"I hope you saved some of that lovely Wild West for me, Mr. Haines,"
said Pauline, as the finest pair of horses in the Double Cross stable whisked them along the road to the ranch.
"Very little left, Miss Marvin--very little left; still--whoa, there! What's this?"
At a bend in the road five masked and mounted men had dashed from cover and quickly surrounded the buckboard with a small circle of leveled gun-barrels.
Pauline had time to cry out only once before she felt herself gripped by powerful hands and dragged from the wagon seat, where Hal Haines sat shaking with laughter. He stood up and started to draw his revolver slowly. From behind him a la.s.so was thrown lightly and the noose tightened around his arms.
He kept on laughing, although he was a little afraid the boys were overdoing matters. He knew his wife would never forgive him for this actual kidnapping of Pauline--he certainly had never intended it.
And she was really frightened. He could tell that by her cries as she was thrust across the pommel of the masked leader's horse and the horse was spurred to a tearing gallop down the road.
Haines tried to shout a command and call the joke off, but the riders had all followed after their leader, and he was alone in the buckboard.
"They needn't have been so realistic with their knots," he said, as he struggled to free himself from the rope.
It was ten minutes before he wriggled free. He picked up the lines and drove on toward the ranch--a little nervous now over the receptions he would get, but still laughing.

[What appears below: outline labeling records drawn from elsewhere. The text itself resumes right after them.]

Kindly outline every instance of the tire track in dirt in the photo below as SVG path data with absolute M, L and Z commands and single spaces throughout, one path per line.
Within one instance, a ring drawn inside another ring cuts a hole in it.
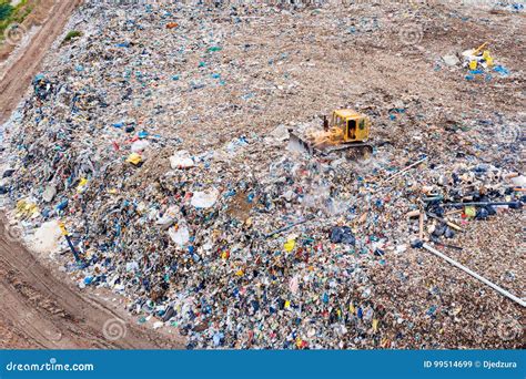
M 0 124 L 23 98 L 40 64 L 81 0 L 58 0 L 0 82 Z M 1 78 L 1 73 L 0 73 Z M 183 348 L 176 337 L 140 327 L 123 310 L 81 293 L 44 267 L 0 219 L 0 348 Z M 62 275 L 63 276 L 63 275 Z M 114 297 L 114 296 L 113 296 Z
M 10 66 L 6 68 L 0 82 L 0 124 L 9 119 L 11 112 L 22 100 L 31 79 L 38 73 L 45 53 L 62 32 L 73 10 L 81 2 L 81 0 L 58 0 L 50 10 L 50 17 L 33 35 L 26 50 Z
M 0 231 L 4 231 L 0 223 Z M 26 247 L 0 234 L 0 347 L 48 349 L 182 348 L 124 310 L 59 279 Z M 115 328 L 112 330 L 111 328 Z

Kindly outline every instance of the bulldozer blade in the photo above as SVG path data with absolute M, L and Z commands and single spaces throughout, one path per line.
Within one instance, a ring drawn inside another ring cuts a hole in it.
M 289 146 L 287 148 L 292 152 L 314 154 L 314 147 L 306 141 L 299 137 L 296 134 L 289 131 Z

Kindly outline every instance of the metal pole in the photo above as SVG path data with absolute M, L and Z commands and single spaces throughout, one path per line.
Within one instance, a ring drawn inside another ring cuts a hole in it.
M 489 281 L 488 279 L 486 279 L 485 277 L 482 277 L 481 275 L 478 275 L 477 273 L 475 272 L 472 272 L 469 268 L 467 268 L 466 266 L 463 266 L 461 265 L 458 262 L 449 258 L 448 256 L 442 254 L 441 252 L 438 252 L 437 249 L 431 247 L 429 245 L 427 244 L 424 244 L 423 247 L 435 254 L 436 256 L 441 257 L 442 259 L 445 259 L 447 260 L 448 263 L 451 263 L 453 266 L 456 266 L 458 267 L 459 269 L 462 269 L 463 272 L 469 274 L 471 276 L 473 276 L 474 278 L 481 280 L 482 283 L 484 283 L 485 285 L 492 287 L 493 289 L 495 289 L 496 291 L 500 293 L 500 295 L 504 295 L 506 296 L 507 298 L 514 300 L 515 303 L 517 303 L 518 305 L 523 306 L 523 307 L 526 307 L 526 301 L 524 301 L 523 299 L 518 298 L 517 296 L 515 295 L 512 295 L 509 294 L 506 289 L 504 288 L 500 288 L 499 286 L 497 286 L 496 284 Z

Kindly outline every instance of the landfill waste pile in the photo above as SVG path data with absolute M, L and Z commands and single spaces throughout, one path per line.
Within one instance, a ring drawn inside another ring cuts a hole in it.
M 12 222 L 188 348 L 520 347 L 524 306 L 419 247 L 523 298 L 524 18 L 415 3 L 87 1 L 4 125 Z M 488 39 L 507 75 L 444 63 Z M 287 151 L 338 106 L 372 156 Z

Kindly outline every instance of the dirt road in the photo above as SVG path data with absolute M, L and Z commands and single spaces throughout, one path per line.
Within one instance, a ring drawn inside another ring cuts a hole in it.
M 71 287 L 65 274 L 42 265 L 0 227 L 0 347 L 182 347 L 176 337 L 130 320 L 122 306 Z
M 22 99 L 79 3 L 58 0 L 27 49 L 0 73 L 0 124 Z M 104 295 L 71 287 L 63 273 L 38 262 L 0 221 L 0 348 L 183 347 L 176 337 L 138 326 Z
M 31 79 L 38 72 L 45 52 L 62 32 L 70 14 L 81 0 L 57 0 L 49 19 L 33 37 L 27 49 L 6 69 L 0 82 L 0 124 L 6 122 L 22 99 Z M 0 72 L 0 78 L 2 73 Z

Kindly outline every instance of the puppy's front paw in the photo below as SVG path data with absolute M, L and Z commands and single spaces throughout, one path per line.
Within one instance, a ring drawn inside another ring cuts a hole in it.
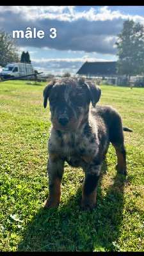
M 119 173 L 124 174 L 124 175 L 127 175 L 127 170 L 125 166 L 120 166 L 117 164 L 116 164 L 115 168 Z
M 52 207 L 54 207 L 59 205 L 59 202 L 56 200 L 48 198 L 44 201 L 44 210 L 47 210 Z

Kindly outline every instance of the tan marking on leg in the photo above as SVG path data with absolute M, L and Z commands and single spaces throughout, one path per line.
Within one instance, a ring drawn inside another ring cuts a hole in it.
M 49 209 L 54 206 L 58 206 L 61 200 L 61 179 L 56 177 L 54 182 L 54 187 L 49 190 L 49 196 L 44 202 L 44 209 Z
M 127 173 L 127 171 L 124 156 L 121 152 L 117 150 L 116 150 L 116 154 L 118 159 L 118 163 L 116 166 L 116 168 L 118 172 L 126 175 Z

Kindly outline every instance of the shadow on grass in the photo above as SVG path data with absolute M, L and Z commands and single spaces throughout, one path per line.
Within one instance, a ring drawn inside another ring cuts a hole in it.
M 100 182 L 108 170 L 102 164 L 97 188 L 97 206 L 92 212 L 79 212 L 81 188 L 68 202 L 49 210 L 41 208 L 23 231 L 18 251 L 117 251 L 125 204 L 127 178 L 116 173 L 104 193 Z

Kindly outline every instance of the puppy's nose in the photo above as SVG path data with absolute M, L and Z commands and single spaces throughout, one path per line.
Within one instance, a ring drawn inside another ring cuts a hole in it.
M 61 125 L 66 125 L 68 121 L 68 117 L 59 117 L 58 118 L 58 122 Z

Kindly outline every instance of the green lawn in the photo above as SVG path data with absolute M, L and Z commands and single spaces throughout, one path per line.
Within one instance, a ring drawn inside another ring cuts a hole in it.
M 144 250 L 144 88 L 100 86 L 99 104 L 122 115 L 125 177 L 117 174 L 110 145 L 102 164 L 97 207 L 79 212 L 84 174 L 65 163 L 61 202 L 43 211 L 48 196 L 47 144 L 51 126 L 43 107 L 44 83 L 0 83 L 0 251 Z

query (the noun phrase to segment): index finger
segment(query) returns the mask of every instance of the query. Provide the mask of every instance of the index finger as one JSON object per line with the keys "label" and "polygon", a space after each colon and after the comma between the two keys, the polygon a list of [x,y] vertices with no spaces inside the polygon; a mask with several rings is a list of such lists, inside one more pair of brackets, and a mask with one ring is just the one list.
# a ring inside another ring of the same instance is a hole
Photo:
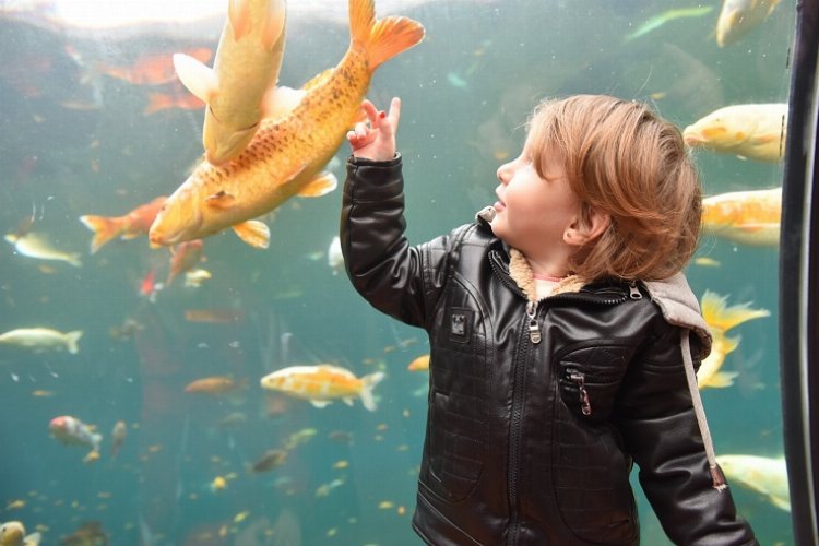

At the fork where the road to the mountains left the main highway, Haines flashed out his revolver in real excitement. Another group of five masked men had driven their horses out of a clump of small trees.
They fired their revolvers as they surrounded the buckboard. Then suddenly discovering that there was no woman pa.s.senger, they tore off their masks and came up with quick, eager inquiries.
Perhaps for the first time in his life Hal Haines knew what fear was-- not fear for himself, but for another.
"Boys, there was another party on the road. They took her. I took 'em for you," he said in a stifled voice. "Come on. Cabot, give me your horse; take the rig back and tell Mrs. Haines."
He sprang into the saddle, and, filling their revolvers as they rode, the band of jesters, who had suddenly turned so grimly serious, dashed back toward town.
Two miles from where Tom Patten had swung Pauline to his saddle bow they picked up the train hoofs that left the road and made toward the mountains.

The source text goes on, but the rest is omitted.